I recently ran into a problem where I wanted to make a Chromecast app for my HDHomeRun tuner. However, the Chromecast requires apps to be served over TLS, and CORS doesn’t work from a TLS origin to a non-TLS origin. Theoretically the HDHomeRun could be updated to support CORS and TLS, but there’s still the issue of getting a certificate for it.
Basically, devices like the HDHomeRun are discovered by their IP address and connected to directly. Even if I could get a certificate for these devices, connecting by IP address would cause a name match failure.
Plex appears to have solved this issue by issuing wildcard certs for *.accountid.plex.direct. They then resolve A.B.C.D.accountid.plex.direct to A.B.C.D. However, they’ve partnered with a commercial CA to provide this service, so it’s not really feasible to use for non-Plex services.

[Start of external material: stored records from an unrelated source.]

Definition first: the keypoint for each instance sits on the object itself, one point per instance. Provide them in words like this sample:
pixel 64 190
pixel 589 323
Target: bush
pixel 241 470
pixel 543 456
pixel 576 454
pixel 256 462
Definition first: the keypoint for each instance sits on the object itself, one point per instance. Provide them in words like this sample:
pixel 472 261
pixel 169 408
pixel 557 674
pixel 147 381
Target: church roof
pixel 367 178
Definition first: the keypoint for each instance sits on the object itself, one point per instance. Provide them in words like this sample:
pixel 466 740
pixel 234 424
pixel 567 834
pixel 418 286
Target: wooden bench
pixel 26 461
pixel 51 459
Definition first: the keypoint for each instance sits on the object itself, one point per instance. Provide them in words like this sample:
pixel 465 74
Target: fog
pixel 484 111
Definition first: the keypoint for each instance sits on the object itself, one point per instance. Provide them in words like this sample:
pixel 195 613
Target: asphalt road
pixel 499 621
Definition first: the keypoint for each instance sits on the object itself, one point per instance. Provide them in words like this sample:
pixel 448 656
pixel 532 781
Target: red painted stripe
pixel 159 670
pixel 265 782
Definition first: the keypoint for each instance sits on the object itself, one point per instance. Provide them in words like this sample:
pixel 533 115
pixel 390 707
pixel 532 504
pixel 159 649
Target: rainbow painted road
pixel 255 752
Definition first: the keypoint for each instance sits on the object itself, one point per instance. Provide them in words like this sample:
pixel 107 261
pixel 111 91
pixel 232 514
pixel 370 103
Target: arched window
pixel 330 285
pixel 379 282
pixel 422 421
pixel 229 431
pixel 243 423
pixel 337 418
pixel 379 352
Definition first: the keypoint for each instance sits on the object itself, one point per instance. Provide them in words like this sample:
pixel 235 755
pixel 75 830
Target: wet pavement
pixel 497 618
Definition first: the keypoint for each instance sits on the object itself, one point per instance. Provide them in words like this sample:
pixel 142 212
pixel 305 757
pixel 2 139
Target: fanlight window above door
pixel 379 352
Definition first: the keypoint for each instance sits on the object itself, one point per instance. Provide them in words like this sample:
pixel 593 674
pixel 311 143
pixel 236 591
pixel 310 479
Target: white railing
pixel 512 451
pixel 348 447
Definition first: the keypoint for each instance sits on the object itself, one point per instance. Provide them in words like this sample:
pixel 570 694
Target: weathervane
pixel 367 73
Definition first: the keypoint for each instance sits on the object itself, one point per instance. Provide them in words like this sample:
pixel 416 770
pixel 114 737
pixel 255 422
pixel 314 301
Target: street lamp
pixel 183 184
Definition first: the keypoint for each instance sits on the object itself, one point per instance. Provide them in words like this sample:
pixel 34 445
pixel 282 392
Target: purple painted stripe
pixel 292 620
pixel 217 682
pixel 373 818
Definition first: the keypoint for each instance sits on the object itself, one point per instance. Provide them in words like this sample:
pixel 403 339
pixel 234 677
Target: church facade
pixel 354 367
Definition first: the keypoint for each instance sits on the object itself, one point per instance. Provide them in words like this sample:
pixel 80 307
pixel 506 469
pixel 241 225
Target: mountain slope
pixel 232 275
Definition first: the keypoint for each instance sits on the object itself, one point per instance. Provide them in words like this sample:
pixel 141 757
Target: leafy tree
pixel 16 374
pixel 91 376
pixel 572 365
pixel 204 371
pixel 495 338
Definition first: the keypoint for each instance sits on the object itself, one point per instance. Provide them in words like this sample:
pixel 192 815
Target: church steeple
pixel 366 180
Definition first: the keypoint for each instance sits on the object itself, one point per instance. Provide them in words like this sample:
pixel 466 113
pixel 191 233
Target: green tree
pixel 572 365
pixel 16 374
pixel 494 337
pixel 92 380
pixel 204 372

I was looking into the possibility of creating something similar with Let’s Encrypt and came up with a proof-of-concept called tlsmy.net. The README on GitHub has more details, but essentially you prove ownership of a particular Let’s Encrypt account by signing a request with your account private key, and then tlsmy.net will create a TXT record for .acme-challenge.accountid.tlsmy.net with the DNS-01 validation token you received from Let’s Encrypt. In this case, accountid is a base36 hash of your Let’s Encrypt account public key.

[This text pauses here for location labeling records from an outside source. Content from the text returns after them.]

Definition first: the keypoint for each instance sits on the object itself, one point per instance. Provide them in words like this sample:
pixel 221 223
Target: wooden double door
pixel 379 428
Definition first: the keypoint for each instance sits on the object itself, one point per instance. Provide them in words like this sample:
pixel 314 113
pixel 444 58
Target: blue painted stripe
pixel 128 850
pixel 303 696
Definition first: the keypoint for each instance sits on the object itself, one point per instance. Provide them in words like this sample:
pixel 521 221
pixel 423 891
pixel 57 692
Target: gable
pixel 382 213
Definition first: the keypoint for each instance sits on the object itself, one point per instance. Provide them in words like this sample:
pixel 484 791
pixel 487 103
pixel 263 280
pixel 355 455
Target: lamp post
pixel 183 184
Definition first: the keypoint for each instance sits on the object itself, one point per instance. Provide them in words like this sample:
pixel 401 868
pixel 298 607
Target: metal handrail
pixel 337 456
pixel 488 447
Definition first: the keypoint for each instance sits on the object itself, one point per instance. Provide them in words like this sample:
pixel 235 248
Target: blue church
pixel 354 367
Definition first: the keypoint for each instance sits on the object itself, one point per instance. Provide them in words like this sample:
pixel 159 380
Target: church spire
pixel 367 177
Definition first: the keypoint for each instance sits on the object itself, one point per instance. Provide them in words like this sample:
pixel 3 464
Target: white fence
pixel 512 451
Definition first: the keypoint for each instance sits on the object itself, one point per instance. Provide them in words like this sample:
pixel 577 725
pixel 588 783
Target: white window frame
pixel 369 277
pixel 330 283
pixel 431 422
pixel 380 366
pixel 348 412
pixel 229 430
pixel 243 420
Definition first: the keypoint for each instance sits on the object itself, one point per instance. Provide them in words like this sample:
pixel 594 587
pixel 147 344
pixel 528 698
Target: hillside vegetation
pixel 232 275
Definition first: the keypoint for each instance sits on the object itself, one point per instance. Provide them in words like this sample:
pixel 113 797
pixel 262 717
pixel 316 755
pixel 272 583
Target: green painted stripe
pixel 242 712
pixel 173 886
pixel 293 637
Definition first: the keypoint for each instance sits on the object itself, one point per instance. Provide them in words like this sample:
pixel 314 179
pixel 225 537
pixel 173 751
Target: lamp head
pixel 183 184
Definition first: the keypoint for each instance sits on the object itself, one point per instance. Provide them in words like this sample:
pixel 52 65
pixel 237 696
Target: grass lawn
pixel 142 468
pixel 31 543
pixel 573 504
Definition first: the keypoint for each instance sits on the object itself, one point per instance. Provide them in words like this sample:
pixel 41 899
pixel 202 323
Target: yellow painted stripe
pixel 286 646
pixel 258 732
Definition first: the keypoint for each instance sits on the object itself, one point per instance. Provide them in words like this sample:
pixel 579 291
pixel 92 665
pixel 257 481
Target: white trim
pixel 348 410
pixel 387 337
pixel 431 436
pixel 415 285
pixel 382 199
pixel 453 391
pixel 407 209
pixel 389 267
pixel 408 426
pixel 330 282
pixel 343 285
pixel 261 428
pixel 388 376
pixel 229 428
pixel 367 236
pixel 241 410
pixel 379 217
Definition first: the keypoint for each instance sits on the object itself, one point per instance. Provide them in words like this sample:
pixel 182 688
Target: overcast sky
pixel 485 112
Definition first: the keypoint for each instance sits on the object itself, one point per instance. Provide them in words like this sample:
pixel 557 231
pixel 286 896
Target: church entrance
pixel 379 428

It works, and there’s some proof-of-concept code on GitHub: https://github.com/supersat/tlsmy.net. But, is this a good idea? Is this abusing Let’s Encrypt? The Terms of Service seem to allow it, and the actual agreement is between the end user and Let’s Encrypt (not tlsmy.net). You are of course trusting that tlsmy.net doesn’t generate rogue certificates, although Certificate Transparency logs mitigate some of that concern.

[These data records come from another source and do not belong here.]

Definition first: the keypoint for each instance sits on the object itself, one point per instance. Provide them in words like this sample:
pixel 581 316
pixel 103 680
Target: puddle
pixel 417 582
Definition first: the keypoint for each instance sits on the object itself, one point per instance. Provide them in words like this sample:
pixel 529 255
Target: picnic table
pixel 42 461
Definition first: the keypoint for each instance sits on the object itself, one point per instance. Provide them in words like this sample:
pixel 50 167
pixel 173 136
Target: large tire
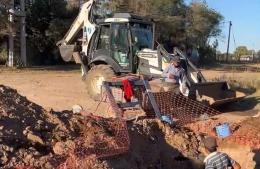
pixel 96 75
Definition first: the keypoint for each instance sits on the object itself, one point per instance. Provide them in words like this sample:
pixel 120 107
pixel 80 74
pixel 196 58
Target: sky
pixel 245 17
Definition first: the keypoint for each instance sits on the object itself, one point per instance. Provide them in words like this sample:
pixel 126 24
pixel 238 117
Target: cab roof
pixel 124 18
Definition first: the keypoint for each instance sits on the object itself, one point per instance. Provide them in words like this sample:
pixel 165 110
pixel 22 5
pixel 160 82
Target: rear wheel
pixel 95 77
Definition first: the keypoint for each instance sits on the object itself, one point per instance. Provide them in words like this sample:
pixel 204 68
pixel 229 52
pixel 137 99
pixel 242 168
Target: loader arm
pixel 82 22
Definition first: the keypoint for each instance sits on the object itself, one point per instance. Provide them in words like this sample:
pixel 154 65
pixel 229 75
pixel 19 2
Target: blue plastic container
pixel 223 130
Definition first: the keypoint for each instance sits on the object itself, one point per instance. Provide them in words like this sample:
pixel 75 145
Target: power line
pixel 234 39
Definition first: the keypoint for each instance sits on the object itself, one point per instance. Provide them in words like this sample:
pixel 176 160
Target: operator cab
pixel 118 39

The most obvious problem is the 50 certificates per eTLD+1 per week, which is presumably designed to encourage service providers to not create extraneous certificates when they have the private keys for their customers. However, in this case, I intentionally do not have the private key for the corresponding subdomain wildcard certificates. Is this a case where that limit can be increased?
Alternatively, I’d love to see Let’s Encrypt support something like this natively. Local network devices deserve TLS too.